Scary Halloween for dion

Today is Hallowe'en, a day for ghost od the past to rise and witches to fly. Hm Minister of Finance has completely overwhelmed the headlines with the mini budget. There is nary a word about the income trust matter or the 1995 referendum. HM Government is setting the agenda in the media, even with an almost universally unfriendly media. There is plenty of money left to cut the debt and announce even more personal tax cuts.

Wed, October 31, 2007
Liberals spooked
There's not a ghost of a chance Dion can oppose this

Things just keep looking scarier and scarier for federal Liberal Leader Stephane Dion.

Yesterday's economic update by the federal Conservatives may have dished out immediate goodies for every Canadian taxpayer, but it is all trick and no treat for the embattled Dion and his Liberal minions.

The timing of this update is interesting.

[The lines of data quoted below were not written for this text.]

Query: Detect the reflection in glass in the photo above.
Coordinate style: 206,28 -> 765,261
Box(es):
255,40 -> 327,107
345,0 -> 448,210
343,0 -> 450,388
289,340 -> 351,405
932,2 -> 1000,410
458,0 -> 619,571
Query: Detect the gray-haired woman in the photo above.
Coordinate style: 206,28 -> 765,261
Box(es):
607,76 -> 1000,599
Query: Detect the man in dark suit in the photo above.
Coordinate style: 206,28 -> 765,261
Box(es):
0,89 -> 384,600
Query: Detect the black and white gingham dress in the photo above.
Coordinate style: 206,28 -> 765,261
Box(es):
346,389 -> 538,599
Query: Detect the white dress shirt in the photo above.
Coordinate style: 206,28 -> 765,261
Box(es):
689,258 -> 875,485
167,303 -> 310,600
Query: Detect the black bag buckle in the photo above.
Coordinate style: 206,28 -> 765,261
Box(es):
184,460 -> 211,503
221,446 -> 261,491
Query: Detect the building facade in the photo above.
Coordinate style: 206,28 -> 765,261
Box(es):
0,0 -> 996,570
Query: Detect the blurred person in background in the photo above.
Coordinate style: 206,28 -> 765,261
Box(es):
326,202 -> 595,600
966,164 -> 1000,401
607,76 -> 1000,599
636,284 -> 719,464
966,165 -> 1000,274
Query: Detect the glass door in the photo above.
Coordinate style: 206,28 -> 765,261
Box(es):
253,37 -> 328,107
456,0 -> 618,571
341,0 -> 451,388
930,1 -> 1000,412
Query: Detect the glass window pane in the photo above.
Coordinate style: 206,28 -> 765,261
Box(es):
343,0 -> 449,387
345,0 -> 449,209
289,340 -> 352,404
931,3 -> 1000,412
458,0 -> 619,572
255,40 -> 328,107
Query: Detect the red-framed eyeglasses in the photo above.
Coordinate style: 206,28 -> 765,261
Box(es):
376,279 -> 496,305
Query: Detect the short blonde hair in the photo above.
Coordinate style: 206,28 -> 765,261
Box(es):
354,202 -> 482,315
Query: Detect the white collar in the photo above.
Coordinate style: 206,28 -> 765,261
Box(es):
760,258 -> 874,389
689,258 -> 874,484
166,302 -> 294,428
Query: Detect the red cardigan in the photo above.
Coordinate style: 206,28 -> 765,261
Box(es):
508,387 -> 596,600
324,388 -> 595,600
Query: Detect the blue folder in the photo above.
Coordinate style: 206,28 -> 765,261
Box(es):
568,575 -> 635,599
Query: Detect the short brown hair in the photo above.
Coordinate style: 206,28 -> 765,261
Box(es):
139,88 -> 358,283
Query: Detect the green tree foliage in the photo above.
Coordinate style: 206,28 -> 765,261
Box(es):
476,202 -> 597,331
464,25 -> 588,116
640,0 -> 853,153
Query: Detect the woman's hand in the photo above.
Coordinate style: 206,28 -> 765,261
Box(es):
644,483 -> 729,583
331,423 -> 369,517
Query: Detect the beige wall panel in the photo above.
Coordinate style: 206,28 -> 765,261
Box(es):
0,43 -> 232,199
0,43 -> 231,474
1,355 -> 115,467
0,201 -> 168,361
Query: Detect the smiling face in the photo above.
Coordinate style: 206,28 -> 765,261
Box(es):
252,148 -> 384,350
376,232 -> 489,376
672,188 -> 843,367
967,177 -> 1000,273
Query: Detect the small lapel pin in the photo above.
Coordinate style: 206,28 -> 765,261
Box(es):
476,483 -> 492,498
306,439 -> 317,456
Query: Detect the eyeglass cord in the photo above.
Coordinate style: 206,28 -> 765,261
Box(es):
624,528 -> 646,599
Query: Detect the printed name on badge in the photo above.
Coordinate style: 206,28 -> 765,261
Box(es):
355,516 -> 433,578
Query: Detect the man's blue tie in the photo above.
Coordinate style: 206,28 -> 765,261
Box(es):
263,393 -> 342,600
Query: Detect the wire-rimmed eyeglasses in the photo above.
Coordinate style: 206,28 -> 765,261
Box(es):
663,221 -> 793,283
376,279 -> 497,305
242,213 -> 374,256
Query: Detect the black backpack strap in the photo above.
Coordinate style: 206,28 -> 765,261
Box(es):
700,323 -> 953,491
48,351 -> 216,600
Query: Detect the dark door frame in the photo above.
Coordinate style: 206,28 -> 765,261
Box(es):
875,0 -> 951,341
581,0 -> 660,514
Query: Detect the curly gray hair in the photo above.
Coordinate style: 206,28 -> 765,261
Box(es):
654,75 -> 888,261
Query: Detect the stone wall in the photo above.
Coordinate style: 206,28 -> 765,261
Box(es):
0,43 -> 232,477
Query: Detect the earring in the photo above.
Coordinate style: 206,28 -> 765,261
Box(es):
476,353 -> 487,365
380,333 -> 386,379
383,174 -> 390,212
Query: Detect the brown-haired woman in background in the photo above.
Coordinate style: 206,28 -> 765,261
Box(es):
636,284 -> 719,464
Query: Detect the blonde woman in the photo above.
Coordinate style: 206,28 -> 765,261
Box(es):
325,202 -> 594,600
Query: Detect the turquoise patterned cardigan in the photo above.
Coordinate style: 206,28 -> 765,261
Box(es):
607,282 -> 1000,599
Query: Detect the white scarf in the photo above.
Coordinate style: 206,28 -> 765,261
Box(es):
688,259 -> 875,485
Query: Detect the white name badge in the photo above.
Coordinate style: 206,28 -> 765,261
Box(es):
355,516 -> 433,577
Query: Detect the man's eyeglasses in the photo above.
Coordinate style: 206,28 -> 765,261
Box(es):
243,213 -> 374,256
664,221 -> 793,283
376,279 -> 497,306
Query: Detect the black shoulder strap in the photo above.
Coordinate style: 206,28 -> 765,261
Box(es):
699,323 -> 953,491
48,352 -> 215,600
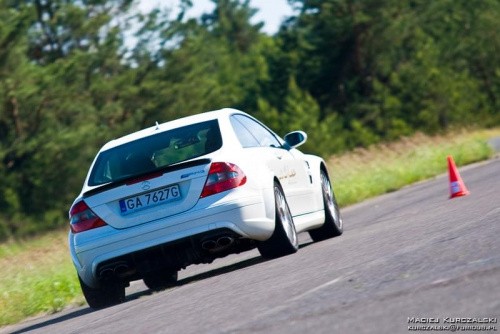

It fell on the first anniversary of the Conservative's broken promise to not tax income trusts and on the 12th anniversary of that fright night in 1995 when the Quebec referendum on sovereignty had Canadians sitting on the edge of their seats only to learn that Canada was saved from divorce by the vote-equivalent of the thickness of a candy wrapper.

By making this announcement yesterday, Finance Minister Jim Flaherty ensured those potential headlines about ghosts of Halloweens past got buried under the good news that will keep on giving into the future.

Cutting the GST from 6% to 5% starting on Jan. 1, 2008, means the Conservatives' kept promise is bigger news than the first anniversary of their biggest -- if not only -- broken election promise.

By making personal income tax cuts retroactive to Jan. 1, 2007, cutting the lowest marginal tax rate to 15% from 15.5% -- something the Liberals vowed to do -- and raising the basic personal exemption to $9,600, retroactive to Jan. 1, 2007, increasing to $10,100 in 2009, Canadians take home pay will increase as will their purchasing power.